Não sei se evangélico joga na loteria. Se for e a igreja permite, vai logo contar para o pastor a sua sorte, deixará um gordo dízimo. Se não tomar cuidado, depois de várias mordidas, o novo rico não terá mais dinheiro.
Será que o sortudo lutou muito para receber o auxílio emergencial de R$ 600,00 naquela agência “desgraçada” da Caixa Econômica Federal... Chegou a prometer num rosnar: "um dia volto aqui em melhores condições". E voltou.
Agora, ele vai falar, cheio de panca, com o gerente:
- Boa tarde!
E se senta sob o olhar contrariado dos funcionários naquele sofá macio. O gerente fez um perfil da criatura e respondeu:
- Auxílio emergencial é do outro lado...
O contemplado se atreve (não faria isso nunca antes, pois tinha um medonho complexo de inferioridade) a cochichar algo no ouvido do gerente, que se espalha em alegria e puxa-saquismo.

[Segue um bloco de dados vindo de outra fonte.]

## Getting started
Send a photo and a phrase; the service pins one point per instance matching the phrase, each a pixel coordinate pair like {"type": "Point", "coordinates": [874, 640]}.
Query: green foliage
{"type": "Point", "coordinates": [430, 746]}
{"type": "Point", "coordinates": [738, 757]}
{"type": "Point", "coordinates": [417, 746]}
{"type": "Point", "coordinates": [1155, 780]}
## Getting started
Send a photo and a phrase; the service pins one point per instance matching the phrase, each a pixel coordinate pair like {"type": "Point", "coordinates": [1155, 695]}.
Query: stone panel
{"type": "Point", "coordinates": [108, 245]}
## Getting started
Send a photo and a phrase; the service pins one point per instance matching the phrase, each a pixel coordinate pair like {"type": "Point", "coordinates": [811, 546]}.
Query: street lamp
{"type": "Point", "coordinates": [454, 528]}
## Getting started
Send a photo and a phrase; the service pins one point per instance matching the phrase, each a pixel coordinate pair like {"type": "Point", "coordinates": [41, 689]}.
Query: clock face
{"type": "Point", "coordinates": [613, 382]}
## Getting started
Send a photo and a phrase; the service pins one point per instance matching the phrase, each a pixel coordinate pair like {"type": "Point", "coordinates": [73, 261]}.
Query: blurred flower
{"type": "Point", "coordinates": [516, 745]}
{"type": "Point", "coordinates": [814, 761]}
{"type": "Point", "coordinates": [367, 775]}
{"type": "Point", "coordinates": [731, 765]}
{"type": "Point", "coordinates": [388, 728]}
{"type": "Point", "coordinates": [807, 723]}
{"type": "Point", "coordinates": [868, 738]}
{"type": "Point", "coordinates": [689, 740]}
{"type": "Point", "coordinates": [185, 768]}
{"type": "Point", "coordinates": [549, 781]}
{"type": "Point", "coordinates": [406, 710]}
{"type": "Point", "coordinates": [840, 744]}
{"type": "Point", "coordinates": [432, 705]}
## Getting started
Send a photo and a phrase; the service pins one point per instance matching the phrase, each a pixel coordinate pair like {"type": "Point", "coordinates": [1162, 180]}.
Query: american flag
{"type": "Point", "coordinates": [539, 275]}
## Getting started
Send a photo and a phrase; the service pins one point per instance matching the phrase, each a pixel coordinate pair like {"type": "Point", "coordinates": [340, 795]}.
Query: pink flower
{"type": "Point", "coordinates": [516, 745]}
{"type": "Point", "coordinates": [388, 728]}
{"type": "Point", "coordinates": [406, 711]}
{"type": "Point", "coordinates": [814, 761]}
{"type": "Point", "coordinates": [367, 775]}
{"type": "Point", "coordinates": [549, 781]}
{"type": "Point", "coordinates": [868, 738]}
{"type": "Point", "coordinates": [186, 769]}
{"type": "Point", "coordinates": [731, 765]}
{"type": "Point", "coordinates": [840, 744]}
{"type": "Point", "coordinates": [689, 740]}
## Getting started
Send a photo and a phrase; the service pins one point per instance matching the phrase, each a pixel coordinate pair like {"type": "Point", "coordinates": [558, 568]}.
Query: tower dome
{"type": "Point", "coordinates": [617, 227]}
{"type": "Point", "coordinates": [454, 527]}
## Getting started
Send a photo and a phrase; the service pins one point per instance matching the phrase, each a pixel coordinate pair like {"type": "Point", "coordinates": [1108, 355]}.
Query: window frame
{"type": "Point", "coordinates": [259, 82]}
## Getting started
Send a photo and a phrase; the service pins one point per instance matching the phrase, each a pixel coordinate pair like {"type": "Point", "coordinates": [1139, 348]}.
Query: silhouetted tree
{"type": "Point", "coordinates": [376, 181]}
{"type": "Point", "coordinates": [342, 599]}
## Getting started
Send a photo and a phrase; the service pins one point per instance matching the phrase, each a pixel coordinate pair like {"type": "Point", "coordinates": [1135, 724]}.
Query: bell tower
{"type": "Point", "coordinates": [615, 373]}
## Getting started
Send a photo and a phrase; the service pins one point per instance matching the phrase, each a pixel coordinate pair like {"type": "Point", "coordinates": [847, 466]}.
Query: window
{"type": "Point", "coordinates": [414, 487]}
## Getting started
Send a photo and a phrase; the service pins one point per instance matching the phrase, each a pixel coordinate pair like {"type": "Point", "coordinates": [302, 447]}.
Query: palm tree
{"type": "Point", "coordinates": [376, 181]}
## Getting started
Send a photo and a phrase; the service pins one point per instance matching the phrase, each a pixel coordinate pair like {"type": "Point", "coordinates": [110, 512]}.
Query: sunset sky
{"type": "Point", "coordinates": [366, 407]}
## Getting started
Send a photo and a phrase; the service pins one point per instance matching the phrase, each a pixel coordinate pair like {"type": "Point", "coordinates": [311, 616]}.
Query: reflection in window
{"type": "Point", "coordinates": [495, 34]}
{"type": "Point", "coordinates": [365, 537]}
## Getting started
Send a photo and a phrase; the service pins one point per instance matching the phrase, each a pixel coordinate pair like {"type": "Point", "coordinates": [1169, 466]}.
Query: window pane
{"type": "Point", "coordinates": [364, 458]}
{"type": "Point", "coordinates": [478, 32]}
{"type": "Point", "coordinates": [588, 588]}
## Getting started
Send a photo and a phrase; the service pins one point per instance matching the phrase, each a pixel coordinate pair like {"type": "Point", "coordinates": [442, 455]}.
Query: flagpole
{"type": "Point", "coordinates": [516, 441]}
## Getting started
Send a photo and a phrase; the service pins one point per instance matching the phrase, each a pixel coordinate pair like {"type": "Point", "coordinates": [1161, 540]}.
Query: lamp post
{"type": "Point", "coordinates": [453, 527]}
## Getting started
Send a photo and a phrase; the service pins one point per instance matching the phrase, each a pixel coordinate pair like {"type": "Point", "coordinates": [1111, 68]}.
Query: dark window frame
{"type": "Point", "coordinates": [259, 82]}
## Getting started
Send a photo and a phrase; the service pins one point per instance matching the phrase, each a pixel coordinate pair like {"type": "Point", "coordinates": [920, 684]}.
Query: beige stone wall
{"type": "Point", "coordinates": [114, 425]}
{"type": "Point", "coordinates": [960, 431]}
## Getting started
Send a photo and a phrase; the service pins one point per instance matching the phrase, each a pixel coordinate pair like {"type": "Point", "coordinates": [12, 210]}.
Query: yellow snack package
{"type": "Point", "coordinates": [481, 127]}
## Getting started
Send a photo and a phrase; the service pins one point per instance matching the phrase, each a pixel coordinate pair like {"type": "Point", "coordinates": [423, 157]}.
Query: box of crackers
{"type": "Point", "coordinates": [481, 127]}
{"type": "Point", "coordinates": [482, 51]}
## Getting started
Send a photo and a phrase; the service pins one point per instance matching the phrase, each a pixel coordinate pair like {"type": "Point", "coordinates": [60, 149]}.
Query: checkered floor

- Parabéns! Agora o senhor passou do outro lado! Vamos investir isso, temos muitas opções!!!
Talvez o contemplado com a Mega-Sena esteja carregado de dívidas. Brasileiro sem dívida é raro. Dessa vez, ele vai limpar o seu nome na praça, deixando os credores contentíssimos.
Ou então o araçatubense sortudo que empurra um carrinho da Acrepom, recolhendo lixo reciclável pelas ruas da cidade. Agora, com tanto dinheiro, vai comprar uma camionete para fazer o serviço. Um ganhador sem horizontes.
Seja lá quem for o premiado, vai realizar alguns sonhos, resolver as demandas familiares. Como foi um dinheiro ganho com facilidade, poderá gastá-lo rapidinho. Pobre quando ganha muito dinheiro de repente (leia histórias de jogador de futebol), não tem prática em administrar bens, perdê-lo é a coisa mais fácil do mundo.
A melhor vida é construída com dignidade, o suficiente para viver sem esmolar ou esnobar. "Aurea mediocritas", escreveu Horácio, poeta romano. Isso se constrói na luta pessoal e na luta política.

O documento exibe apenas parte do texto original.